Потому что раньше это был оборонный завод, «почтовый ящик 301», а теперь вполне гражданское объединение «Электроника». Впрочем, Лапин работал здесь еще пятнадцать лет назад, сразу после окончания техникума, и, хотя подробностей того времени особенно не помнил, мог с уверенностью сказать одно: бардак здесь был первостатейный и в те особорежимные времена.

Выдаваемый для промывки контактов спирт обязательно выпивали, а вместо него использовали запрещенный технологией ацетон. В конце месяца, квартала и года начинался обычный для любого производства аврал, и тогда блоки изделия выдерживали на вибростенде вместо положенных двенадцати часов всего сорок-пятьдесят минут. ОТК закрывал глаза на чистоту параметров и прочие погрешности, и даже подчиненные сугубо центру военпреды не проявляли особой придирчивости, потому что квартиры и прочие материальные блага они получали от завода. Красноглазые работяги, наплевав на первый отдел, готовы были под рюмку водки рассказать любому желающему все тонкости технологии, а за бутылку могли вынести и секретные чертежи оборонных изделий.
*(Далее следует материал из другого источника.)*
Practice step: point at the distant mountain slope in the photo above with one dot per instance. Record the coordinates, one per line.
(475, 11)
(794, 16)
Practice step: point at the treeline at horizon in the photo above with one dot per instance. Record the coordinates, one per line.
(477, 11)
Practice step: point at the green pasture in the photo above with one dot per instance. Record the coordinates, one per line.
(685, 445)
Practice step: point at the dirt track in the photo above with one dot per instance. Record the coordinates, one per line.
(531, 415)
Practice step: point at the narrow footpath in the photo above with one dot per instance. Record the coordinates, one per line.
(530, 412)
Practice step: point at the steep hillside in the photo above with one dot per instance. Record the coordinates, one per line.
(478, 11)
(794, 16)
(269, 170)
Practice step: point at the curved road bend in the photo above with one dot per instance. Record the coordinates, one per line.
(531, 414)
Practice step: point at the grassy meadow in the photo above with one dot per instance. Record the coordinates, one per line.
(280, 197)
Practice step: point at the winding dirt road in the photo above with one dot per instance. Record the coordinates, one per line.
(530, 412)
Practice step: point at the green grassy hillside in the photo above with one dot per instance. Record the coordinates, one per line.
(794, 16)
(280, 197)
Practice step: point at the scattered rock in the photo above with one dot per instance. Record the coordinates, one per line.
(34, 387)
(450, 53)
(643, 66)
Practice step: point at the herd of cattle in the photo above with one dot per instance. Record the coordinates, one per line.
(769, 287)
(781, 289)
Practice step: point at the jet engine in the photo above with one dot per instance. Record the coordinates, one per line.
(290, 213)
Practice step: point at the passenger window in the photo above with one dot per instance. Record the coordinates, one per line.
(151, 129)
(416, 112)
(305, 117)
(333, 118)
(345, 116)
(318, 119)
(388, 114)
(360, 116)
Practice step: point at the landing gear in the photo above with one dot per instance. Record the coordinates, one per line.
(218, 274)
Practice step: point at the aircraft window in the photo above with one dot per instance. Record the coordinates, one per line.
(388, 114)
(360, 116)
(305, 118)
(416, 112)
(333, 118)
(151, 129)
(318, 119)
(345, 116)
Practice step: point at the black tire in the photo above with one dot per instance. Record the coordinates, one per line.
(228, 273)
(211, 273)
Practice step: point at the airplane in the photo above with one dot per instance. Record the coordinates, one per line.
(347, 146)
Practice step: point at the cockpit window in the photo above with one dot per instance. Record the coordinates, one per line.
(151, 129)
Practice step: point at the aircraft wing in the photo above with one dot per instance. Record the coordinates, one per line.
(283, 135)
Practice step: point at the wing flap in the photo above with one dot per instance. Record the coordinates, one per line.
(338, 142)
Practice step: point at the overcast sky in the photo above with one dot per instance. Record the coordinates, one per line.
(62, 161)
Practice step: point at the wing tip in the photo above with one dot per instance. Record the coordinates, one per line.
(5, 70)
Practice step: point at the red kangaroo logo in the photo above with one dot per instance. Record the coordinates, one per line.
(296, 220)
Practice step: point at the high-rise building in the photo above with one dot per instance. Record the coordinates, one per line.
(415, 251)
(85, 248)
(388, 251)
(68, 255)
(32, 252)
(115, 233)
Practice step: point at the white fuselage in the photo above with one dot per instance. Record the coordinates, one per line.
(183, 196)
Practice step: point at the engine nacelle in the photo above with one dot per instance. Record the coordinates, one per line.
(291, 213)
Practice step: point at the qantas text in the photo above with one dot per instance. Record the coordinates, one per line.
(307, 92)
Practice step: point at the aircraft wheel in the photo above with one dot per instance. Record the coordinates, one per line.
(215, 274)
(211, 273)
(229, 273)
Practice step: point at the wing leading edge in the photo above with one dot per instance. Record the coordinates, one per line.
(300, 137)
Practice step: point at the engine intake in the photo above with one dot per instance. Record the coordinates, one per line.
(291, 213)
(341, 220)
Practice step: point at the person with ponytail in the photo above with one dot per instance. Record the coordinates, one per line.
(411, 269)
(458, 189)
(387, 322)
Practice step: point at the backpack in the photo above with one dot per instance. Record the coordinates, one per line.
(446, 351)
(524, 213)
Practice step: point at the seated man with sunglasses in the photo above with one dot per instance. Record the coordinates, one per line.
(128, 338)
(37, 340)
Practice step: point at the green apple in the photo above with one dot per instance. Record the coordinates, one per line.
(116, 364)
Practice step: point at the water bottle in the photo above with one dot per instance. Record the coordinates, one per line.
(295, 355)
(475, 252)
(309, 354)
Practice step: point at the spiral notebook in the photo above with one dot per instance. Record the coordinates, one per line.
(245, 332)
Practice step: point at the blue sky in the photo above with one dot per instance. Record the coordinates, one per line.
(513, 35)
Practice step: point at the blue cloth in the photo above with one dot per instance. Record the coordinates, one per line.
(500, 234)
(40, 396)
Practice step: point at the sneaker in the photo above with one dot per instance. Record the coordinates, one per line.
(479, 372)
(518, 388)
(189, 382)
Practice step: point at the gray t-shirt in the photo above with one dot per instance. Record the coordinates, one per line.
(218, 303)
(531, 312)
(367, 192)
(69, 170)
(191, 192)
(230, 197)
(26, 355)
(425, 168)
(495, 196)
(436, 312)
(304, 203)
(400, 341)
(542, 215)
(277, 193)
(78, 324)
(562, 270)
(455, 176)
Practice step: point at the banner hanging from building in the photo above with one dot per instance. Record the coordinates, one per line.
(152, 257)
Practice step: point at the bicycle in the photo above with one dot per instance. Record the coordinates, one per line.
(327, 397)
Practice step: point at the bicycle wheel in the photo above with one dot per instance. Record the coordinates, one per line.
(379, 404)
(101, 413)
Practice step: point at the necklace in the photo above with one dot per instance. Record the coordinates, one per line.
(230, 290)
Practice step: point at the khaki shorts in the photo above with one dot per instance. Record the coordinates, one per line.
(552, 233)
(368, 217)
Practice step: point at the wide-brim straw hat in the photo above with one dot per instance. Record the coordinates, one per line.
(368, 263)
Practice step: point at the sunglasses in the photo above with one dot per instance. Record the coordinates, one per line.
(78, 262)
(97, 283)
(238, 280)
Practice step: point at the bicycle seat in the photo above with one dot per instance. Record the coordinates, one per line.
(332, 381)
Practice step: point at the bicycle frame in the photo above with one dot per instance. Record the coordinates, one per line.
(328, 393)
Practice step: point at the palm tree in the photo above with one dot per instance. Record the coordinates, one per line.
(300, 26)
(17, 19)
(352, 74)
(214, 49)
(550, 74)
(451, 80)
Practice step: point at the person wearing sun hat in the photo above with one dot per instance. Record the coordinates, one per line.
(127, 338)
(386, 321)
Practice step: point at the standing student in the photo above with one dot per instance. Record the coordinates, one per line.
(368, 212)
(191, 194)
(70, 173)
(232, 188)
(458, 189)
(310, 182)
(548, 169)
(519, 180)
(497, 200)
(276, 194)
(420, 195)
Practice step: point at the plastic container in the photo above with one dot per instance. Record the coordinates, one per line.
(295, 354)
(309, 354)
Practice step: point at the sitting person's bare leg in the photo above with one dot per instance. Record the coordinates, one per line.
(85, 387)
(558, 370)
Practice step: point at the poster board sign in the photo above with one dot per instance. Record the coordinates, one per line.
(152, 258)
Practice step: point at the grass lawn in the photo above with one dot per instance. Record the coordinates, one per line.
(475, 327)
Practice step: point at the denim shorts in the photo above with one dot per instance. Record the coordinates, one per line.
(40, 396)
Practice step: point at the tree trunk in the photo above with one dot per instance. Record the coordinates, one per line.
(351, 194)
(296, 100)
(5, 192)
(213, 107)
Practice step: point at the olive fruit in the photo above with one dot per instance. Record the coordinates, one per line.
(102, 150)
На обороноспособность страны им было начхать, и агенты ЦРУ, МИ-6, МОССАД, да и всех других спецслужб мира могли найти здесь в изобилии материал для целевых вербовок.

Но дело в том, что ни ЦРУ, ни разведке островного государства Бурунди не могло прийти в голову интересоваться продукцией «триста первого», потому что здесь выпускались давно устаревшие и повсеместно снятые с вооружения радиорелейные станции дальней связи «Цветочек». Более того, ЦРУ было невыгодно проводить здесь свои подрывные операции, ибо выпуск «Цветочков» влек дальнейшее отставание Вооруженных Сил СССР, что отвечало стратегическим интересам США.

Когда, отслужив в армии и отработав шесть лет на таком же почтовом ящике в Подмосковье, Лапин вернулся в Тиходонск, то обнаружил, что режимный «триста первый» одним из первых предприятий оборонки потерял управление в бурном море рыночных реформ. Получив несколько смертельных пробоин, он теперь медленно, но верно шел ко дну. В самом начале девяностых была запущена программа конверсии, предприятие сменило ведомственную принадлежность и было перепрофилировано под выпуск радиоприемников и стереомагнитофонов, отстававших от мирового уровня ровно настолько, насколько «Цветочек» отставал от американских спутниковых систем дальней связи.